United Democratic Movement (UDM) president Bantu Holomisa is calling for a multiparty national convention to break the impasse the country is in.
He is proposing that all parties, including civil society, could thrash out a common vision for the future of South Africa at this convention.
“South Africa is at a crossroads and is in urgent need of visionary leadership who provide guidance in finding lasting solutions to the challenges we face.
“The uprisings, as expressed through peaceful marches, reflect a deep-seated frustration about the direction the country is taking,” he said on Tuesday.
The UDM leader added that the recent spate of marches calling for President Jacob Zuma to step down could not succeed as a solo tactic.
“When South Africans marched under the leadership of the opposition parties at the National Day of Action on April 12, I advised that we cannot march forever, but that we must find a way to converge under one roof to discuss South Africa’s future.
“The UDM is of the view that we must find a vehicle that will provide a safe space for all stakeholders, irrespective of political affiliation, to assemble and hammer out a common future vision for South Africa that is binding on all,” Holomisa said.
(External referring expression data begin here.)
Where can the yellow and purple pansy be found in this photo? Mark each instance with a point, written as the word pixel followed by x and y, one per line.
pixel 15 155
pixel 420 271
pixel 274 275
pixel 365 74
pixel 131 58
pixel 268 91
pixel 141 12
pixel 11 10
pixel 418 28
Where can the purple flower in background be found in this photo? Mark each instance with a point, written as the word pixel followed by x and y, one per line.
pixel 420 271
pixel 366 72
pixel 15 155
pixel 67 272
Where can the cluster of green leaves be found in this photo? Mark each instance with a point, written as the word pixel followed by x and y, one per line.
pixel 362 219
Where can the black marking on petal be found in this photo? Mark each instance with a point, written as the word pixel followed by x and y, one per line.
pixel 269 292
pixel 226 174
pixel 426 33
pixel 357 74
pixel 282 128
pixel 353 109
This is the first time a South African politician has proposed such a convention since the pre- 1994 multiparty democratic negotiations.
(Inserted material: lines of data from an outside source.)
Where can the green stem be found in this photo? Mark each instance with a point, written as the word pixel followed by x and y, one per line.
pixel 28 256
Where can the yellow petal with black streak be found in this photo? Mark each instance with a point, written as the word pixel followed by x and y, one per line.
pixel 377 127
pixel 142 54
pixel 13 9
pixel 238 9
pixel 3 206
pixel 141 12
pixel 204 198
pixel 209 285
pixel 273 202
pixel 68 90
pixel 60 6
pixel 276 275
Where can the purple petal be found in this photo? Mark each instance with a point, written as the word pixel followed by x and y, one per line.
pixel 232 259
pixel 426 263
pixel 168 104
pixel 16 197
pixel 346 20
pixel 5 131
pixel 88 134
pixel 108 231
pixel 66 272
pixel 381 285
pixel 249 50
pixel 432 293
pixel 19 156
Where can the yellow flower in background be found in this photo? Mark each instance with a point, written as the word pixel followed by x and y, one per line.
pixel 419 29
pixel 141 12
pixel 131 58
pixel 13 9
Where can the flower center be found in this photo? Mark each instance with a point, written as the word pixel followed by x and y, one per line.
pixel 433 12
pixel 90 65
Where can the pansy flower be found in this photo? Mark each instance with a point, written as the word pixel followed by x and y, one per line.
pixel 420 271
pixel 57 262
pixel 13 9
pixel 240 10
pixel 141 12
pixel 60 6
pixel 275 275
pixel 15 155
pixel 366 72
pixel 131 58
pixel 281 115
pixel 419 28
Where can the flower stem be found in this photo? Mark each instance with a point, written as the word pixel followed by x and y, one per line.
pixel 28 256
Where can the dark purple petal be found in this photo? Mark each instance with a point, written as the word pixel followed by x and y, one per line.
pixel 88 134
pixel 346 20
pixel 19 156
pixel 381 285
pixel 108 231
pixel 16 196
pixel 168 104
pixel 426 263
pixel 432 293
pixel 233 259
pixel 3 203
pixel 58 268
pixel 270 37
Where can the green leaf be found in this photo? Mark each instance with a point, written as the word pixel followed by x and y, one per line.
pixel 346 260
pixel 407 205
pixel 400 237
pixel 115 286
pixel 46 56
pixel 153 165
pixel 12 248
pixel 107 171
Holomisa, who was then Transkei’s military ruler, played a key role in brokering solutions at those talks in cooperation with the ANC.
He had told the opposition parties that solutions should be found to the current challenges in the country.
“A new vision, as mentioned earlier, should in practical terms respond to burning issues such as land, economy, employment, corruption, good governance, education, health, review of our electoral system, party funding and others,” Holomisa said.
Holomisa said a relatively small group of about 800 000 ANC members were effectively holding the entire nation ransom.
In an apparent reference to Zuma, he said the ruling party not only often supported bad policy choices, but was also defending one individual who lacked what was required for responsible leadership.
As result of the ANC’s inaction, the country had slipped even further and there was apparently no hope the party would ever provide the type of leadership that could change that.
Holomisa suggested that South Africans from all walks of life should get together as soon as possible to craft a new vision for their nation.
The process should achieve a prosperous country for future generations.
“This should not only culminate in a roadmap for extracting us from this ANC-made quagmire, but one that will result in a prosperous future for our people,” he said.
Political analyst Somadoda Fikeni said the idea of a national convention was long overdue. He said it would begin a process of national dialogue around important issues that would take the country forward.
“A national convention is a good idea. It removes the notion that some care for the country and others don’t.
“Also, it will help to start a national conversation about the future of the country, while it contributes to nation building and national unity,” Fikeni said.
The initiative would take the focus off Zuma and his political shenanigans and put it on an appropriate national agenda, he added.